“What you’re seeing is the clearest evidence of how wide open the center-right lane of the caucus electorate is in Iowa,” said Matt Strawn, a former Iowa GOP chairman who is uncommitted. “Those are all candidates that would love to get some momentum that will help them make their case in New Hampshire.”
“Both Bush and Christie see Rubio as the front-runner in that lane, and they’re trying to take him down so they have a better shot at it,” said Douglas Gross, who served as Mitt Romney’s 2012 Iowa finance chairman but, like a number of establishment conservatives, remains uncommitted.

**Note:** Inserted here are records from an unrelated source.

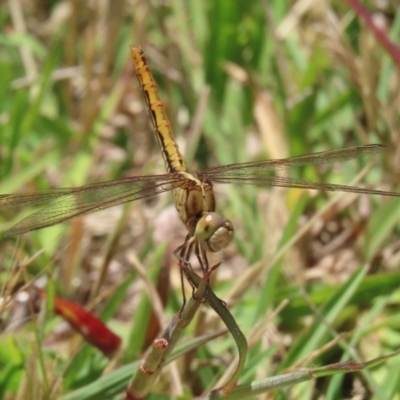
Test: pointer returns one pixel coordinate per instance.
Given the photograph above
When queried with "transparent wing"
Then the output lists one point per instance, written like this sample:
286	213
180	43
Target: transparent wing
63	204
263	172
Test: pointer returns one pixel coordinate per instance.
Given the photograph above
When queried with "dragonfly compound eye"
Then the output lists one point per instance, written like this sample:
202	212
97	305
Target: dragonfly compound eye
213	231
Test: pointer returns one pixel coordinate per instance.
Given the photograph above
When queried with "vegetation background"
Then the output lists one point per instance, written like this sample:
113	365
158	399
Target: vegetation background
311	278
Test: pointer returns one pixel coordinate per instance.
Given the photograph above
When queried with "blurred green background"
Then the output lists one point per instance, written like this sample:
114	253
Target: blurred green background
241	81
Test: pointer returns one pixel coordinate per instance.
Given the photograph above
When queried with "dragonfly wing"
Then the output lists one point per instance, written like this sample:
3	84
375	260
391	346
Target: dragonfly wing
263	173
303	184
67	203
258	169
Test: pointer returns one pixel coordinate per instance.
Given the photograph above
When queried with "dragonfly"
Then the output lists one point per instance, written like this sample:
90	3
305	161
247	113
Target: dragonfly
208	231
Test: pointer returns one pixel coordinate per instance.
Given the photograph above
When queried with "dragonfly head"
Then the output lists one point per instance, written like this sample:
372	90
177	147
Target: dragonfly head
213	231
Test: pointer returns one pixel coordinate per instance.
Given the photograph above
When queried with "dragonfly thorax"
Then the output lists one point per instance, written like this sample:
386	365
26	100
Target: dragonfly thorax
193	199
213	232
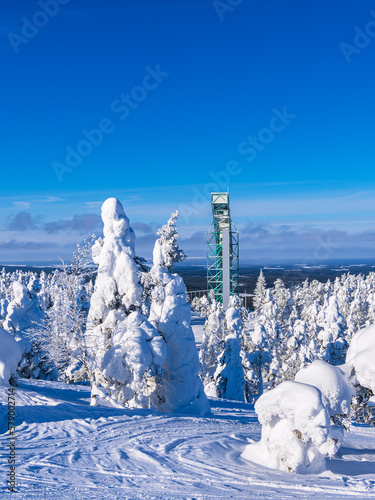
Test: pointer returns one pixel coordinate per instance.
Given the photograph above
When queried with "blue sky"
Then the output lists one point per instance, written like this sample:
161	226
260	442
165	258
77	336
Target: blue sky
179	98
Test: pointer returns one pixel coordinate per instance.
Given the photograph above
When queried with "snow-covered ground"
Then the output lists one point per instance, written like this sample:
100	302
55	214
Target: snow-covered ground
67	449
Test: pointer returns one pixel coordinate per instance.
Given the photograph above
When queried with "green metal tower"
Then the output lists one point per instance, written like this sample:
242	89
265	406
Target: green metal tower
222	251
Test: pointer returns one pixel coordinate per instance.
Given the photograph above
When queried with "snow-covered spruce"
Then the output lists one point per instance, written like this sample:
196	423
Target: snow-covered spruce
127	351
132	367
10	356
360	369
62	335
229	374
23	313
181	389
332	383
212	344
296	430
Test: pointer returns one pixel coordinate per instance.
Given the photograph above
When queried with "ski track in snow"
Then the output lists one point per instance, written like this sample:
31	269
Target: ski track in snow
67	449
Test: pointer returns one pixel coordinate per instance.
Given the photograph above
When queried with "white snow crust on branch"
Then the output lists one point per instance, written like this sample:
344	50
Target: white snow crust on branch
296	430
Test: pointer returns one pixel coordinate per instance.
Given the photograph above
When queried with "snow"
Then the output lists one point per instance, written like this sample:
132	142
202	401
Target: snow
67	449
296	431
332	383
10	355
361	357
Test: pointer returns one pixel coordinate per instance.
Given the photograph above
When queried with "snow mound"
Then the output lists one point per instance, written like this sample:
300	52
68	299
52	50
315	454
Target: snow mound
331	381
296	432
10	355
361	357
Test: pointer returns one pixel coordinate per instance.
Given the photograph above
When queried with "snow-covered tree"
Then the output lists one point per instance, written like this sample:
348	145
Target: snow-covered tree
24	313
117	290
333	344
62	334
181	389
297	433
260	292
229	374
212	343
10	356
126	350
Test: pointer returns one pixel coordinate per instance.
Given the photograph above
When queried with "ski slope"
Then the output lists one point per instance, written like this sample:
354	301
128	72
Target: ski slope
67	449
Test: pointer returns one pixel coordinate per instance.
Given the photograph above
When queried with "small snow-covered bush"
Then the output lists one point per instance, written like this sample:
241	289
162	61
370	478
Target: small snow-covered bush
132	367
360	368
181	389
360	358
296	430
229	374
332	383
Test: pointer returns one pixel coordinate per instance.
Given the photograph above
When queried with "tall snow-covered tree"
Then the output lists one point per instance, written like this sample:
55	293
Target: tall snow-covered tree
333	343
260	292
229	375
62	335
181	389
212	343
23	313
127	352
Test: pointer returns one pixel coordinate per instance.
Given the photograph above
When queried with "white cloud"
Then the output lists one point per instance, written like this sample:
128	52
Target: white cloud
22	204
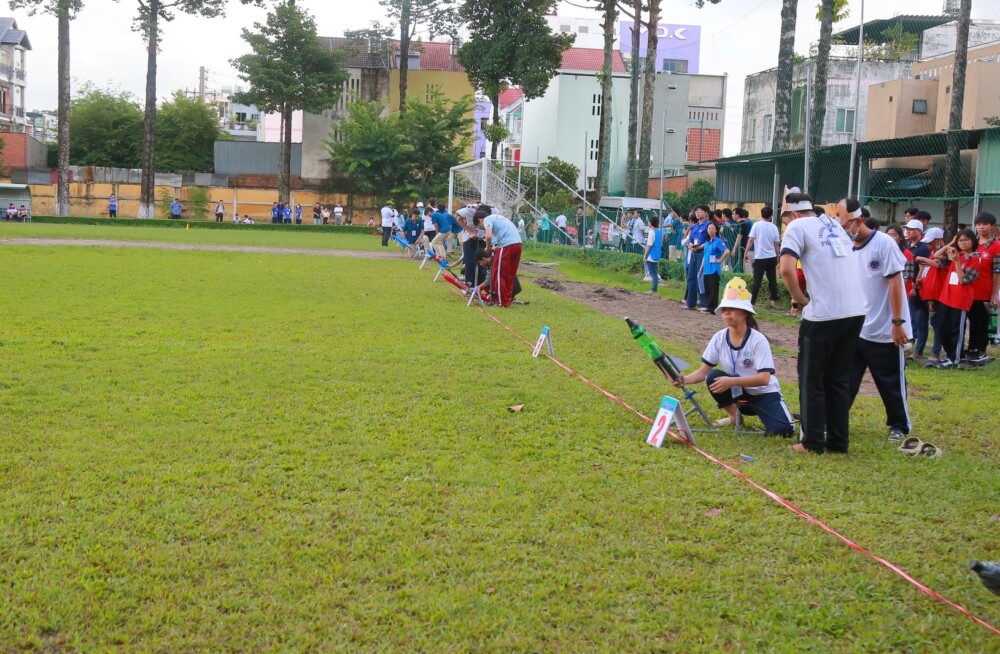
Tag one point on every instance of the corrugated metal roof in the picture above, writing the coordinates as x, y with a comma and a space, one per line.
360, 54
591, 60
874, 28
251, 158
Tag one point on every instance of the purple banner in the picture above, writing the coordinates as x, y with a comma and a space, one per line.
677, 43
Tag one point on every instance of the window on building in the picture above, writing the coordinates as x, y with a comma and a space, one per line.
675, 65
845, 121
797, 117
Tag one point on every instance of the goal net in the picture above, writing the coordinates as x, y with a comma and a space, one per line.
486, 181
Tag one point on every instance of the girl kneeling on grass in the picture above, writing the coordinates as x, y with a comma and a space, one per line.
747, 374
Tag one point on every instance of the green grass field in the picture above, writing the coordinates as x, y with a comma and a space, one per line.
223, 451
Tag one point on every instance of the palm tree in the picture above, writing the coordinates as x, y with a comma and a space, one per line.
783, 88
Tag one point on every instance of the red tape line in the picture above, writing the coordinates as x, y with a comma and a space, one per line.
771, 494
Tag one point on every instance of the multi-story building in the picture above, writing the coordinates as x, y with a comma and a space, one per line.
14, 44
889, 70
692, 111
565, 122
43, 125
922, 104
677, 50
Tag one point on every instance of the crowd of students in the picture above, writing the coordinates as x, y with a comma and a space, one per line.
490, 244
866, 298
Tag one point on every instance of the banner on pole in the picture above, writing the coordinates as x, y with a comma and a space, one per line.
669, 414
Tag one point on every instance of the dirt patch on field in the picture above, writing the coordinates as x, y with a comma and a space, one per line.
690, 329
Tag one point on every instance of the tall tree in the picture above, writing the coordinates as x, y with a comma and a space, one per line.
827, 13
147, 22
186, 132
652, 43
64, 11
953, 173
407, 155
439, 17
105, 128
783, 88
649, 84
288, 69
609, 9
510, 44
632, 176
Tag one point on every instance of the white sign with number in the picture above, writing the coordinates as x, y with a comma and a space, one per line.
670, 413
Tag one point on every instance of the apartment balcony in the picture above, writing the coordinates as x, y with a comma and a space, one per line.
13, 74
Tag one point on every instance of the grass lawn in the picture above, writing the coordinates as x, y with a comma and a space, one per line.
241, 235
323, 459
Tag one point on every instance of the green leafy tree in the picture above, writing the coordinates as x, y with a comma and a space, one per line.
147, 22
510, 44
439, 17
288, 69
105, 129
64, 11
440, 131
403, 156
783, 86
186, 132
372, 150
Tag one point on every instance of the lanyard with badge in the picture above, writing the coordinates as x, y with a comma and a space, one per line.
839, 249
737, 390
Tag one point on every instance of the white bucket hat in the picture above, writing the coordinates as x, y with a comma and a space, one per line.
736, 296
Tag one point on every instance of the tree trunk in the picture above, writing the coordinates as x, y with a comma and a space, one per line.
494, 145
604, 147
819, 86
285, 168
62, 167
953, 178
404, 53
783, 88
632, 170
649, 86
147, 190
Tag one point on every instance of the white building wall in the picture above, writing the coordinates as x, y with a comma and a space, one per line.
564, 124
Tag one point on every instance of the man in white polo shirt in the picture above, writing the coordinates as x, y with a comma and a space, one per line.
887, 326
832, 317
765, 240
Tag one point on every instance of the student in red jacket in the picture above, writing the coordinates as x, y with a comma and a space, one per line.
957, 294
984, 289
930, 278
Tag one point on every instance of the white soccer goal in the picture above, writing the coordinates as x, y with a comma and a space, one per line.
487, 181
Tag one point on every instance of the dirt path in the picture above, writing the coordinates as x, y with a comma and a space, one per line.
393, 253
691, 329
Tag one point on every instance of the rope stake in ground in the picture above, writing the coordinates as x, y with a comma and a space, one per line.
769, 493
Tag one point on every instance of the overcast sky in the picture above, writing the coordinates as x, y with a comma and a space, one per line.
739, 37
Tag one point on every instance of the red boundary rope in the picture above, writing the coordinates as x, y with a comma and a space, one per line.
771, 494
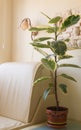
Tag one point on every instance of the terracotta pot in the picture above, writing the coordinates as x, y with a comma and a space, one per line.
57, 118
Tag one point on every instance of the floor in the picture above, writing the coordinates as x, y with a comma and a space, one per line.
72, 125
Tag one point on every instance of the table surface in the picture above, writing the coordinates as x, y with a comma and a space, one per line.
71, 125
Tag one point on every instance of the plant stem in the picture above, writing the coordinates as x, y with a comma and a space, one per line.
55, 81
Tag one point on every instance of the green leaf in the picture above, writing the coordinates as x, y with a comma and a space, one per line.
41, 79
41, 51
49, 64
55, 20
71, 20
46, 15
42, 39
60, 47
39, 45
64, 57
68, 77
69, 65
46, 92
51, 29
63, 87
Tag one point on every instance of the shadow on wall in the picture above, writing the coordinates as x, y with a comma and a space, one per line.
72, 98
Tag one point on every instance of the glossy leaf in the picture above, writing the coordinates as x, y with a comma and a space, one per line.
49, 64
46, 15
60, 47
71, 20
41, 51
42, 39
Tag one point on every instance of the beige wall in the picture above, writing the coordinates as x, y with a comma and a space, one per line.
5, 30
22, 51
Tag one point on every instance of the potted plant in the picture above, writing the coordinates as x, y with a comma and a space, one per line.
57, 115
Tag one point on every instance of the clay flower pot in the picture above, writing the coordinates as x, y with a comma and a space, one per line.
57, 118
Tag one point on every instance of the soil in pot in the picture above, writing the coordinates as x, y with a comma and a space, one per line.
57, 117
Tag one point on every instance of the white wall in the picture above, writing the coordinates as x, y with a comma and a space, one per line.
5, 30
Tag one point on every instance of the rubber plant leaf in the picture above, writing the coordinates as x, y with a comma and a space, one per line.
60, 47
41, 51
55, 20
46, 92
37, 29
49, 64
63, 87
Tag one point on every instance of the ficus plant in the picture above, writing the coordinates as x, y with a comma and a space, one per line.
58, 51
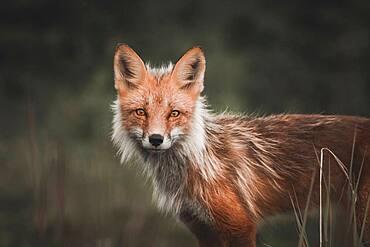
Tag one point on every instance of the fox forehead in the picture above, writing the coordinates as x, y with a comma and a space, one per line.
157, 93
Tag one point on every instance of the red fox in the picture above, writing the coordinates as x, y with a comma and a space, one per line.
223, 174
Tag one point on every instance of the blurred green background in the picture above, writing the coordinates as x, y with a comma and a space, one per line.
60, 181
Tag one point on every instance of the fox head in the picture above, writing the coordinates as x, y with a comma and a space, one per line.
156, 109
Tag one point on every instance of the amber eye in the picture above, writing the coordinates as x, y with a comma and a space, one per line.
175, 113
140, 112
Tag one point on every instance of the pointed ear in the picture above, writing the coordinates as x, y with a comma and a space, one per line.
129, 69
189, 71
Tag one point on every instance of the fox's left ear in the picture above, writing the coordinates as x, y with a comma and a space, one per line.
189, 71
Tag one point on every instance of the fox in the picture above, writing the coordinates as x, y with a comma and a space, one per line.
223, 174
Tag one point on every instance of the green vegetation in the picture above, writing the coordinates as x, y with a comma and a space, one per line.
60, 182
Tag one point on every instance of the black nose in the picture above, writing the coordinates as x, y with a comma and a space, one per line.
156, 139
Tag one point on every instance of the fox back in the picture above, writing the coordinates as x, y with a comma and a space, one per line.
223, 174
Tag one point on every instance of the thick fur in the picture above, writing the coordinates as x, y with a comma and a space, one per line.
223, 174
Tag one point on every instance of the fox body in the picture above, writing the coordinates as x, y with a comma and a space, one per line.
223, 174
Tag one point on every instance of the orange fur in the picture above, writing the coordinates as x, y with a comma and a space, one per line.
224, 174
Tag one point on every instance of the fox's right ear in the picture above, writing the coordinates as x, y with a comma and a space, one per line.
129, 69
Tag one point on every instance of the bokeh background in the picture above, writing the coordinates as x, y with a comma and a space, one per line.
60, 181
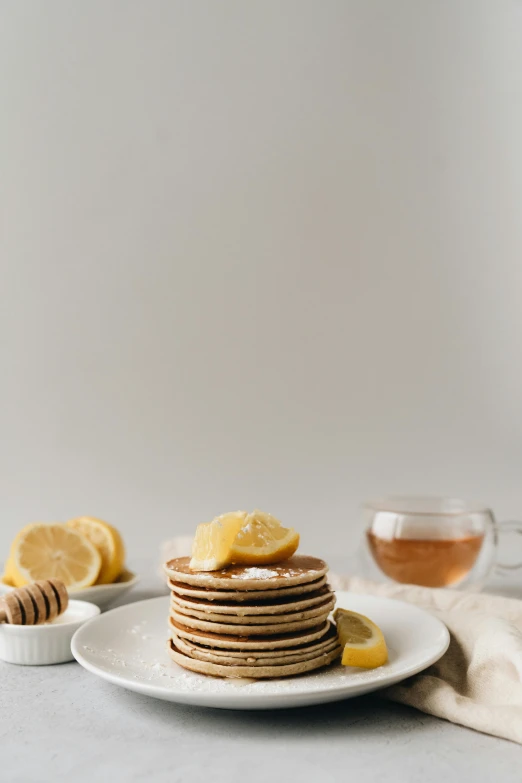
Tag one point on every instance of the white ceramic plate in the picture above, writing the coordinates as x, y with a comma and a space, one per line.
127, 647
101, 595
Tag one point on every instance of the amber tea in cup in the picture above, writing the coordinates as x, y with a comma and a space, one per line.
434, 542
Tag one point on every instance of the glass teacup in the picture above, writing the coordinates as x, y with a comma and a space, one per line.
435, 542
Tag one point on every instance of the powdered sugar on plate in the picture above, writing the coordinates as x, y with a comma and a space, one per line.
128, 647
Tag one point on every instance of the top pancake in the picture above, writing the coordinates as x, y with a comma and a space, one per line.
298, 570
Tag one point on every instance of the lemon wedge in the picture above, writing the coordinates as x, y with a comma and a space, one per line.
212, 545
107, 541
42, 551
262, 540
363, 641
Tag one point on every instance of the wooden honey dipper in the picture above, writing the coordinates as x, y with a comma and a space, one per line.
34, 604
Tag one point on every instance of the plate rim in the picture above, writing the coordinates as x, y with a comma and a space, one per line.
259, 701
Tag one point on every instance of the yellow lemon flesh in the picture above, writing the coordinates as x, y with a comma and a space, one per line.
213, 541
262, 540
107, 541
363, 641
41, 551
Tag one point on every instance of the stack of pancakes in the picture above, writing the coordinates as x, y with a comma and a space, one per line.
260, 622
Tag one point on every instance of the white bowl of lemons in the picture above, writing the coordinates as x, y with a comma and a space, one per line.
86, 553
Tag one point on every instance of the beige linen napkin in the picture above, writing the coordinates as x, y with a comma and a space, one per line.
478, 682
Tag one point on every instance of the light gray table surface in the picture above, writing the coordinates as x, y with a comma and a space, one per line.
63, 723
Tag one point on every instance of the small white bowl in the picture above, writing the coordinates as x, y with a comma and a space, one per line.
101, 595
41, 645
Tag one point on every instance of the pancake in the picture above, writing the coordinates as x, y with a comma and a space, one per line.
237, 642
247, 629
256, 672
238, 596
284, 605
317, 645
260, 658
298, 570
249, 660
220, 620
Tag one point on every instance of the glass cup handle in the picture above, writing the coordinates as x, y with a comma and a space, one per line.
508, 527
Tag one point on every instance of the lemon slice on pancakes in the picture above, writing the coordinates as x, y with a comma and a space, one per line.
263, 540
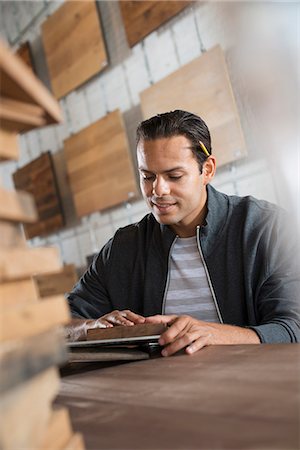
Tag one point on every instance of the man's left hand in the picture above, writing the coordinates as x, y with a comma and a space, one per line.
193, 334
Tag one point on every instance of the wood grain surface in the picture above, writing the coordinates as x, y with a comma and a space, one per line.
14, 293
59, 431
105, 354
23, 359
99, 165
24, 52
28, 406
56, 283
74, 45
20, 263
229, 397
19, 84
38, 178
203, 88
11, 235
17, 206
9, 145
31, 319
145, 329
140, 18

The substance of the attack on Rubio not showing up to vote may matter less to establishment Republicans in Iowa, who are still trying to determine whether the young first-term senator is truly the GOP’s best general-election candidate. “I keep hearing that Rubio is people’s favorite among [choices Rubio, Bush and Christie] not because they love his voting record but because they think he’s the party’s best shot to beat Hillary Clinton,” Gross said. “So the other candidates really have to attack that electability narrative if they’re going to bring him down.”
But the absenteeism takedown has a chance of resonating in New Hampshire, where it runs parallel to recent stories about the Florida senator’s relatively light campaign schedule being a particular affront to an electorate that relishes its first-in-the-nation responsibility and demands accessibility from candidates.